Alberto Giacometti – Ghislain Uhry

Je voudrais me fixer comme devoir, pour un certain chant que j’écris, d’être, je viens de le noter dans mon cahier, « vrai et nécessaire comme l’optique de Giacometti ».

Et j’ai jeté ces mots sur le papier ; pour moi-même, et, j’espère, pour tel ami qui le lirait.

Ghislain Uhry m’a dit, il y a deux ans : « la peinture de Giacometti, elle a la couleur des montagnes des Grisons. Montagnes grises, brunes, où les plaines sont à deux mille mètres.
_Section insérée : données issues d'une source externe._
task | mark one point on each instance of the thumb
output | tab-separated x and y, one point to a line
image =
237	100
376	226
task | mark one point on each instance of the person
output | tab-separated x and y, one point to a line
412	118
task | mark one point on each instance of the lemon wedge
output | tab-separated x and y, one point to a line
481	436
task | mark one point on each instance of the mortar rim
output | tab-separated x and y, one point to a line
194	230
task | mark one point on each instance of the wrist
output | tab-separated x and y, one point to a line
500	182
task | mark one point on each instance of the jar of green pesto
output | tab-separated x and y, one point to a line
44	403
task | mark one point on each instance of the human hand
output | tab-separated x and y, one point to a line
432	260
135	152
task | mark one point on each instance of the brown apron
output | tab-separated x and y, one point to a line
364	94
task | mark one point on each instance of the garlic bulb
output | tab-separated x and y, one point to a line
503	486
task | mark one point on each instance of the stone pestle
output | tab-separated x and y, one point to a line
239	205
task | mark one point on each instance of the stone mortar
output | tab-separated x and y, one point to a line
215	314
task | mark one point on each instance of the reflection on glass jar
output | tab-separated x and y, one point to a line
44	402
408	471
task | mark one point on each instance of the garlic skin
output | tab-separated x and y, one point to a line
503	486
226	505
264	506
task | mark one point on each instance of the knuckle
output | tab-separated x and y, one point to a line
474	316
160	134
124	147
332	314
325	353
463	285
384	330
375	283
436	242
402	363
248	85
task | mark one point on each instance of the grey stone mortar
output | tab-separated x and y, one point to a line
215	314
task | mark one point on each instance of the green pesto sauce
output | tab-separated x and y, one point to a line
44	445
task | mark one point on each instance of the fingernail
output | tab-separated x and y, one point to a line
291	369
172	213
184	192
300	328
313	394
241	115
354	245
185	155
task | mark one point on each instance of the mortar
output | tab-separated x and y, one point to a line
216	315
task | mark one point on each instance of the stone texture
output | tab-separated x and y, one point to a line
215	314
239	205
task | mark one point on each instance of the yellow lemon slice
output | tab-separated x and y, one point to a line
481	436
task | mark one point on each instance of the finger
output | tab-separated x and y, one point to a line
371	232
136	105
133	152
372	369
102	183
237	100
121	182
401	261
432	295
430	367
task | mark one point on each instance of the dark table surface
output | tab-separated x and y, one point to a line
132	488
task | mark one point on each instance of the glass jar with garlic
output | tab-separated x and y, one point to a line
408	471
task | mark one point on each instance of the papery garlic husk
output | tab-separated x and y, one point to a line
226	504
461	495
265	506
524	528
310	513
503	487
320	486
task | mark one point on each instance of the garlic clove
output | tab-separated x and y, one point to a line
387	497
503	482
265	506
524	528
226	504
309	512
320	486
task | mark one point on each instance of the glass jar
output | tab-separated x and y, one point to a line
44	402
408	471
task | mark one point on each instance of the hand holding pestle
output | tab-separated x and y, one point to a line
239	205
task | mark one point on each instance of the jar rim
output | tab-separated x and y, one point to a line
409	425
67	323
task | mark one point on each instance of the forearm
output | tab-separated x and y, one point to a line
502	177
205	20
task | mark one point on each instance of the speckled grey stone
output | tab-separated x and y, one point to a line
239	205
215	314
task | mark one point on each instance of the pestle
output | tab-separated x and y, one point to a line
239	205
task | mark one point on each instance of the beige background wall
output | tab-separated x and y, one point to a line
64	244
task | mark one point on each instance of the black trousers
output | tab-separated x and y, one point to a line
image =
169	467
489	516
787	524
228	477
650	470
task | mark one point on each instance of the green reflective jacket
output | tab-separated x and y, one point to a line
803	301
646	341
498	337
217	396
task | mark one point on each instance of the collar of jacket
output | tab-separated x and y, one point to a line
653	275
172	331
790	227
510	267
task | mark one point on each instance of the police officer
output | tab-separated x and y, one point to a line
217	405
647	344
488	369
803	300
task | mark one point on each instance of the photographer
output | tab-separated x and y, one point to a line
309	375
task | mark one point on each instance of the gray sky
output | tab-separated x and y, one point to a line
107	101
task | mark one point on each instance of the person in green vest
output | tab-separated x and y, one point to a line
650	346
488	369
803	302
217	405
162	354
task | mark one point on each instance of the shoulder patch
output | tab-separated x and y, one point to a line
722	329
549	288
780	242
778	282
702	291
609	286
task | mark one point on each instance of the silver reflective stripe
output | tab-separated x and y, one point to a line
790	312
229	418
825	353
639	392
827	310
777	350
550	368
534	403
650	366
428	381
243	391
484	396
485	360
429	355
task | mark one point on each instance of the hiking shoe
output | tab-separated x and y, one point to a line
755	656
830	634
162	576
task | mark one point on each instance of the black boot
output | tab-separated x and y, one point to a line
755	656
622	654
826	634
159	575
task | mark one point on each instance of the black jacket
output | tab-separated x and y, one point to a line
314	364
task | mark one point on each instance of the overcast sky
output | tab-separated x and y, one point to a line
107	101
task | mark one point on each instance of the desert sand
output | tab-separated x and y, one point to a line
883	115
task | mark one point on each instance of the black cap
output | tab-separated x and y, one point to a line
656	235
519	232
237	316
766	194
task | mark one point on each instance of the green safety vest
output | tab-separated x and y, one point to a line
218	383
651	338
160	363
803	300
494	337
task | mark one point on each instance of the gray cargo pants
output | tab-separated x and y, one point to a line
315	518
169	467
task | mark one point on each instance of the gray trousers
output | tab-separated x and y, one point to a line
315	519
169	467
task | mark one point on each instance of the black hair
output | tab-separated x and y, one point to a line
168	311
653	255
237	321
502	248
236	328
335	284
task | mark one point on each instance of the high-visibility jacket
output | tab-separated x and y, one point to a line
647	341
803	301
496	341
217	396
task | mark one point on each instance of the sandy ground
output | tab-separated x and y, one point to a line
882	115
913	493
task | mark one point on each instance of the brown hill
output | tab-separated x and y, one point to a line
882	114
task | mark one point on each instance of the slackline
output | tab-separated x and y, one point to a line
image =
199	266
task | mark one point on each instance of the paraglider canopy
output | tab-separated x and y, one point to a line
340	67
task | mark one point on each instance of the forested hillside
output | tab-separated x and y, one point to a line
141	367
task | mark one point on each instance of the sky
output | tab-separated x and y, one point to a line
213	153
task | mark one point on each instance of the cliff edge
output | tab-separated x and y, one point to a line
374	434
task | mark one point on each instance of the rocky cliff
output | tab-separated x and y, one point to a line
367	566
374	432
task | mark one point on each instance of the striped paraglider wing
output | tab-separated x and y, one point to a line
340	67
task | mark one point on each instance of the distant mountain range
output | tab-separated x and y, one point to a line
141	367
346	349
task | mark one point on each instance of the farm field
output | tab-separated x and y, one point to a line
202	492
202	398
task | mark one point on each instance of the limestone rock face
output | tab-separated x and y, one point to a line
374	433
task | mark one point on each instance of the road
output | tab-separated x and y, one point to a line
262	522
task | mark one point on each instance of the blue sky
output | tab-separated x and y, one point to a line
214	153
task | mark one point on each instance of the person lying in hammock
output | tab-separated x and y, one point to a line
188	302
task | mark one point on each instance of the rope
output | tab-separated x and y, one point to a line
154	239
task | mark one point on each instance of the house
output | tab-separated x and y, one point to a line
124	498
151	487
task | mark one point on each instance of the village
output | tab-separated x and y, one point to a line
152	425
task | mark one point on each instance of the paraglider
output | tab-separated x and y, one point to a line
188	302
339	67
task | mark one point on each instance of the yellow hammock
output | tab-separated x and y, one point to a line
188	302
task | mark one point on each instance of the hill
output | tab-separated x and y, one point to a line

Ce qui est vrai dans Giacometti, ce n’est pas « l’expérience métaphysique » ; c’est Stampa. Stampa qui est la couleur de Giacometti. La poussière de son atelier, c’est la terre du village. L’optique diminuée, le « voir-tout-petit », c’est la faute de la montagne. C’est dans la montagne que l’on voit-tout-petits les hommes, en permanence. C’est dans la montagne que le sens de la grandeur devient comme un autre sens, superposable à la vision – parce que le géant cadre le regard.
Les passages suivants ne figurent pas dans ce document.